### Determining L1 and L2 Cache size of a machine

When the time comes to buy a Computer, one has to take into account so many factors; each of them accounting for a small percentage of the total performance. One such factor is the amount (or simply the presence or absence) of the L1 and L2 Cache size of a processor.

In the memory hierarchy of a processor seeking an instruction or data, L1 comes before L2 (and so on) until it hits the main memory (also called RAM) and finally the hard-disk. More explanation can be found at many sites including this and this.

The purpose of this post in not to delve into the details of what these various memory types are; rather to decide how you can actually calculate or verify them empirically (Yes, it is indeed possible!). Nowadays, we can rely on the hardware manufactures to correctly tell us the exact specifications of the processor of a machine, but back in those times it was not considered reliable to believe the vendor about the machine specifications and the norm was to run your own tests to confirm that. I shall be outlining a few steps based on matrix multiplications that can help shed some light on the processor memory in question.

All experiments were run on a Solaris cluster machine although the same principles can be easily applied to any other Operating System.

Step1: Getting the assumed values for the sake of comparison.

Solaris allows us to run fpversion to get information about the cache sizes as known to the installed version of the OS. Here's one such run, which we use as a sample machine for the explanation in the rest of the article.

---

A SPARC-based CPU is available.

Kernel says CPU's clock rate is 360.0 MHz.

Kernel says main memory's clock rate is 120.0 MHz.

Sun-4 floating-point controller version 0 found.

An UltraSPARC chip is available.

Use "-xtarget=ultra2i -xcache=16/32/1:2048/64/1" code-generation option.

Hostid = 0xXXXXXX

---

This tells me the following details:

L1 Cache is 16 KB

L1 Cache line size is 32 bytes

L1 Cache is 1-way set associative (direct-mapped)

L2 Cache is 2048 MB

L2 Cache line size is 64 bytes

L2 Cache is 1-way set associative (direct-mapped)

Step 2: Running suitable tests to figure out the L2 cache size.

Since the L2 cache is the larger of the two caches under consideration, it will (obviously) tend to hold the majority of the data values being manipulated. A good method to test this is to run a simple matrix-based multiplication algorithm (the dreaded triple nested loop). The only variable parameter to this function is the dimension of the matrix, let's say 'n'. The time taken to perform the multiplication is calculated and plotted. The point where the graph shows a drastic deterioration is considered to be the threshold when the cache size is over the limit and is causing access to the RAM.

In my program runs, n = 240 was found to be the case where the timings went haywire.

Calculations:

n=240

a double = 8 bytes on the Solaris machine

For 3 matrices, each of size n = 240, empirical cache size = 240*240*8*3, on the presumption that all 3 matrices are there in the cache at this time.
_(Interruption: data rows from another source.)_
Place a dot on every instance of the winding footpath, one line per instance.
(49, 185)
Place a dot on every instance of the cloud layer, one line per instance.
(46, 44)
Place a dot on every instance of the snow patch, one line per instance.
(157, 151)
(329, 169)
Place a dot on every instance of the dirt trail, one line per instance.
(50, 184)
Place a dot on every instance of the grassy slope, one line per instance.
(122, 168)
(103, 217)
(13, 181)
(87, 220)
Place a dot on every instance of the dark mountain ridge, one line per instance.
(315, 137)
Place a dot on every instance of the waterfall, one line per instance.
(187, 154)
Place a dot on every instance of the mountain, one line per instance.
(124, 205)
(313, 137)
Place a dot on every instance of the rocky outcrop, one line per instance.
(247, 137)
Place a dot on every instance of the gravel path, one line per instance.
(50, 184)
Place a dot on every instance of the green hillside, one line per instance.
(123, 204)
=> L2 size approximately = 1.4 MB

The machine supposedly had a cache value of 2 MB, and some difference can be attributed to the program instruction references and other programs multitasking at the same time. More careful runs will yield better results.

Step 3: Running suitable tests to figure out the L1 cache size.
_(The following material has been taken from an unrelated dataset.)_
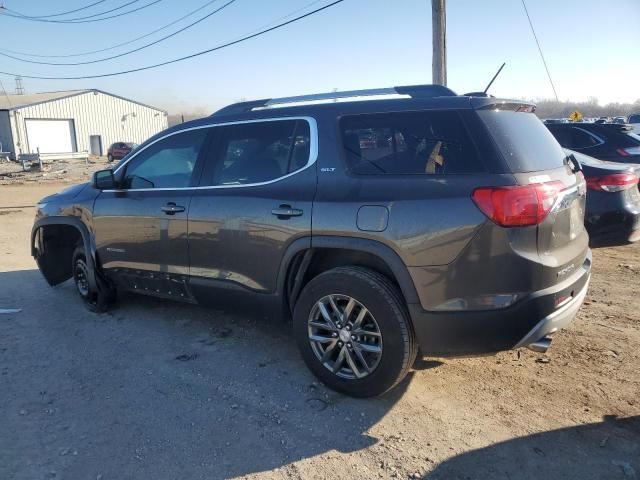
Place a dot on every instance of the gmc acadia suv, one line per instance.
(423, 221)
Note that the historical triply nested matrix multiplication is not very efficient since it tries to read in a value from than once to perform multiplication.

---

Consider matrix multiplication C = A * B

where each element of C, c(i,j) = Summation of k from 1 to n of [ a (i,k)* b (k,j) ]
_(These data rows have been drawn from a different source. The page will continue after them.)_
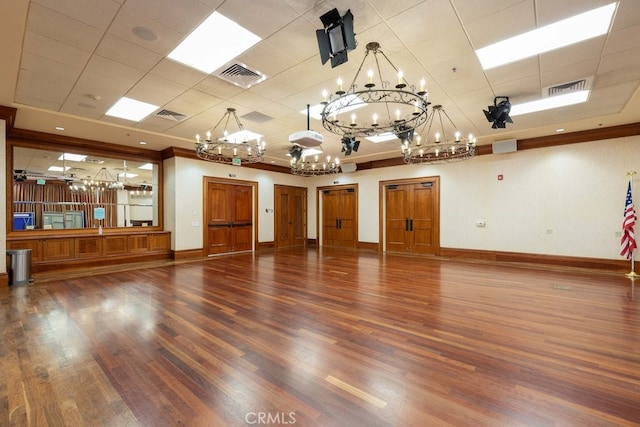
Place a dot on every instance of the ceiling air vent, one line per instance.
(171, 115)
(239, 74)
(574, 86)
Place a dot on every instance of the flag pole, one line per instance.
(632, 274)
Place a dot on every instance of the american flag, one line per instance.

Note that this means that some other 'c' element would need some value of a(i,k) and b(k,j) for some value of i, k and j.

---

Ideally, you would not want to read a matrix value more than once -- once you read in a particular value, make sure you use it completely and then forget about it. This is called the blocking version of matrix multiplication. Without going into details, I can say that it works and provides a god test case for determining the L1 cache size since it brings in data only when needed and not otherwise.

[ Algorithm not provided, again left as a test for the reader ]

The program was run for matrix dimensions from the block sizes from 20 to around 55. The following observations were made: 1.) The peak megaflops for the various block sizes were noted. It was found that the peak performance was a relative maximum (a local maxima) for values 20, 25, 30, 35, 40, 45 and after that the values steadily decreased. 2.) The local maxima values at the above noted points also kept on increasing, the maximum value being observed at block size=45.

Explanation for the Observations: Firstly, we note that the L1 cache size is 16 KB, arranged as direct-mapped, 4-byte cache line size. We can consider this to be 2048 double-words, capable of holding 2048 values for matrix computations. Secondly, because of direct mapping, there is a chance that greater number of addresses get mapped to the same location. We get a maximum performance for n=45, which can be easily concluded as follows.

For n=45, the total sum of matrix elements is 45*45*8 bytes, = 16200 which is the largest array that can be stored in L1 cache (16384). The L2 cache is 2 MB in size, so once the elements has been bought to L2, transfer to L1 can take place very rapidly. For array sizes greater than 45, the performance would decrease, because a few elements of the array would have to be swapped out to accommodate the other elements of the array.

Calculations:

n=45

a double = 8 bytes on the Solaris machine

Hence, L1 cache size approx. = 45*45*4 = 16200 bytes.

The machine on which I ran my program 'supposedly' had a L1 cache of 16 KB, so my experimental value matches more or less with the expected value.

---

Rest assured now that you are getting exactly what you paid for.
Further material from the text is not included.